Poca cintura política

Como el Presidente está convencido, igual que Peña, de que los contratos con las empresas se deben cumplir; y así lo volvió a dejar en claro este miércoles en la entrevista que le concedió a una radio de Olavarría; le dio el visto bueno a Iguacel para que avanzara. No reparó en el impacto que podría tener ni en sus consecuencias directas sobre el debate por el Presupuesto. De ahí que Iguacel se sintió con el respaldo suficiente como para tomar tamaña decisión. Y acaso eso explique por qué el jefe de Gabinete lo respaldó de forma contundente ante Monzó, pese a que le cuestionó no haber llamado a una conferencia de prensa "para explicar bien" la resolución, como finalmente hizo el lunes.
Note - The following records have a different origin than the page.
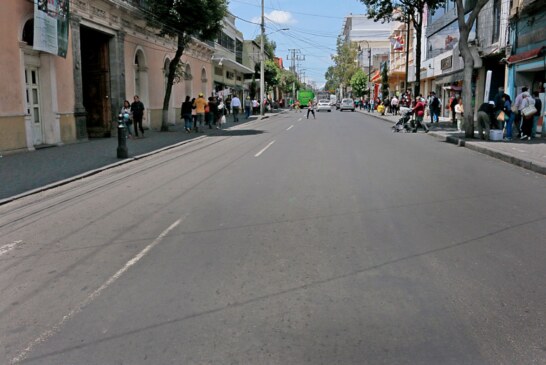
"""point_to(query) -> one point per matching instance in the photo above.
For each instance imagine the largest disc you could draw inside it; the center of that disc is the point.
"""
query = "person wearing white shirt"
(235, 107)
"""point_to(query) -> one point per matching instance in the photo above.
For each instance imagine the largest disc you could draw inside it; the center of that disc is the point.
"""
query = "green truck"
(304, 96)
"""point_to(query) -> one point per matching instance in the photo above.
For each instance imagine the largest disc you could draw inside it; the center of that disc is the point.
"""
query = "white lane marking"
(263, 150)
(7, 248)
(57, 327)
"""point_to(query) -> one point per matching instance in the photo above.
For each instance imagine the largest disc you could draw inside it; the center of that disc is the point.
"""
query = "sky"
(313, 27)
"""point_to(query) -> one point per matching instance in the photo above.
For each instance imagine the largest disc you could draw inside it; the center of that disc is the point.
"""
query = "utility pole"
(294, 57)
(262, 57)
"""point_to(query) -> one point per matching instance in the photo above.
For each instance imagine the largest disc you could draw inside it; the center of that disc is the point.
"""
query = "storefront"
(528, 69)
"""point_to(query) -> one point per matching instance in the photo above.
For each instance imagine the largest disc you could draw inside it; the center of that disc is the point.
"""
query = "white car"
(324, 105)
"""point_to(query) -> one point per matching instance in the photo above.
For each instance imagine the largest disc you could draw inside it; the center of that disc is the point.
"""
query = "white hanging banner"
(51, 26)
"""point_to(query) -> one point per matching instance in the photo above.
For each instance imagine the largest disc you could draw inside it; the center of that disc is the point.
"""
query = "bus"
(304, 96)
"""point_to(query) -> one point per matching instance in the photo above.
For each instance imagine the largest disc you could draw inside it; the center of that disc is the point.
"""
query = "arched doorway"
(32, 86)
(141, 84)
(187, 81)
(204, 82)
(171, 113)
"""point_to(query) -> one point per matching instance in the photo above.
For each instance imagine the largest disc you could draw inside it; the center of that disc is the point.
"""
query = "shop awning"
(449, 78)
(233, 65)
(376, 76)
(524, 56)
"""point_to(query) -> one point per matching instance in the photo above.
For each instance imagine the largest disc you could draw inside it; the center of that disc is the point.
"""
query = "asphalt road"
(285, 241)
A su vez, el freno por vía judicial era inminente. El fiscal Marijuán había pedido una medida cautelar de forma urgente y la presentación de amparos en todo el territorio nacional no paraba de aumentar. "Los contribuyentes han hecho pagos y uno de los efectos del pago es la cancelación total, con lo cual no se puede en modo alguno quitarles la entidad jurídica que tienen justamente el acto del pago", había manifestado el fiscal.
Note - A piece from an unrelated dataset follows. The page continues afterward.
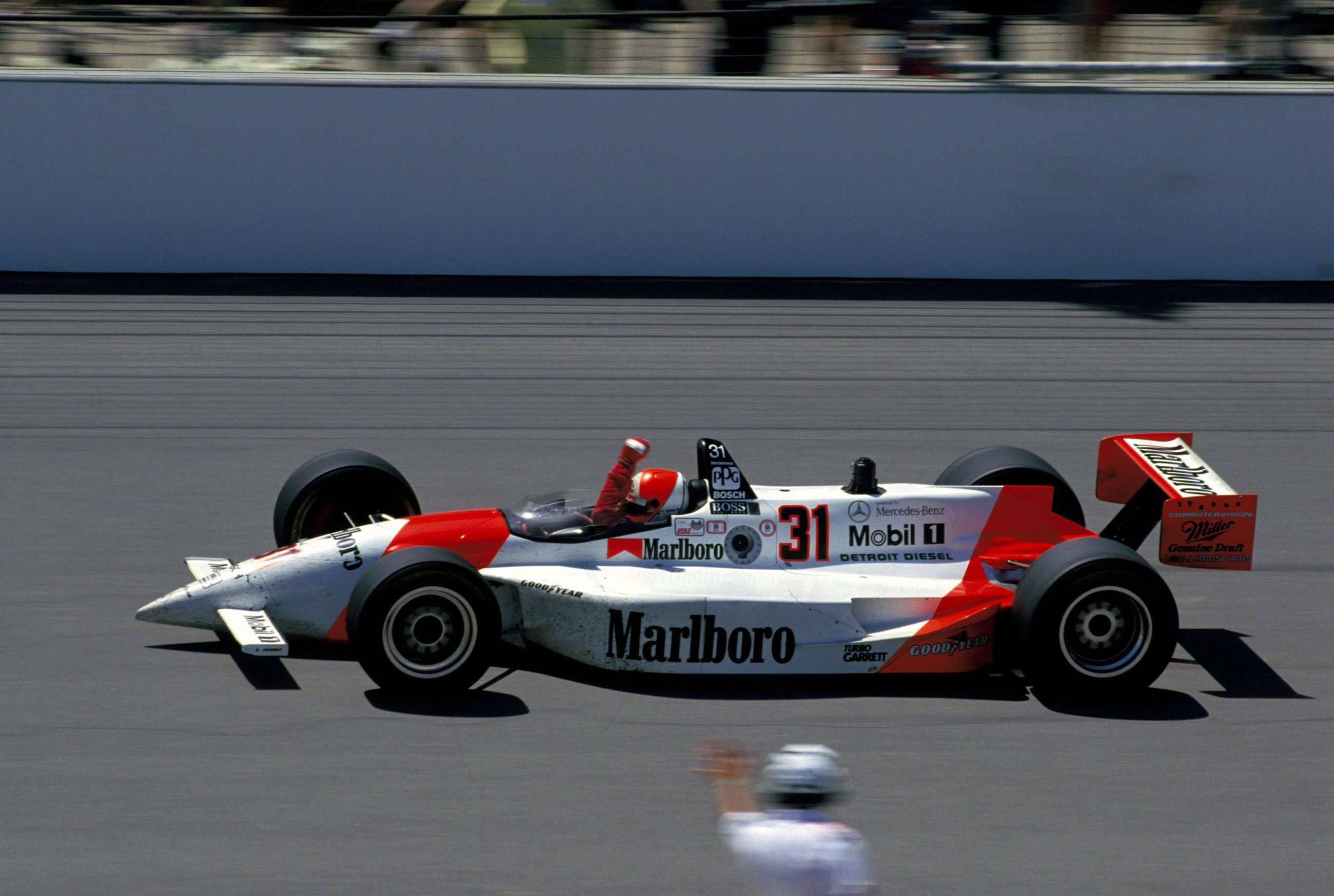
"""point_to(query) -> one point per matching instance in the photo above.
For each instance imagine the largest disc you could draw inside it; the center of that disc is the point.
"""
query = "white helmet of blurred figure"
(803, 776)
Por otro lado, la medida expone por completo a Iguacel y lo deja al borde de la renuncia, después de haber tenido que pagar un gran costo político asumiendo la responsabilidad del tarifazo en una difícil conferencia de prensa. La intención de la Secretaría de Energía era justamente compensar la deuda mediante la emisión de un bono para evitar trasladarle el costo a los usuarios, cosa que fue denegada por la negativa del FMI y que ahora finalmente se autoriza.

En dicha conferencia, Iguacel tuvo que dar la cara y asegurar que la única alternativa era trasladar este aumento a las tarifas o de lo contrario las firmas energéticas podrían apelar a la Justicia y terminar logrando un aumento 3 veces más caro al no fraccionar el impacto en 24 meses. Es por eso que se había optado por aplicar cuotas mensuales durante dos años en torno a los $90 y $100 en promedio que iban a pagar una tasa de interés del 47,50%.

Además la medida había desatado una ola de recursos de amparo encabezada por los jefes comunales peronistas, quiénes habían llamado a una "rebelión" y al no pago de los recargos.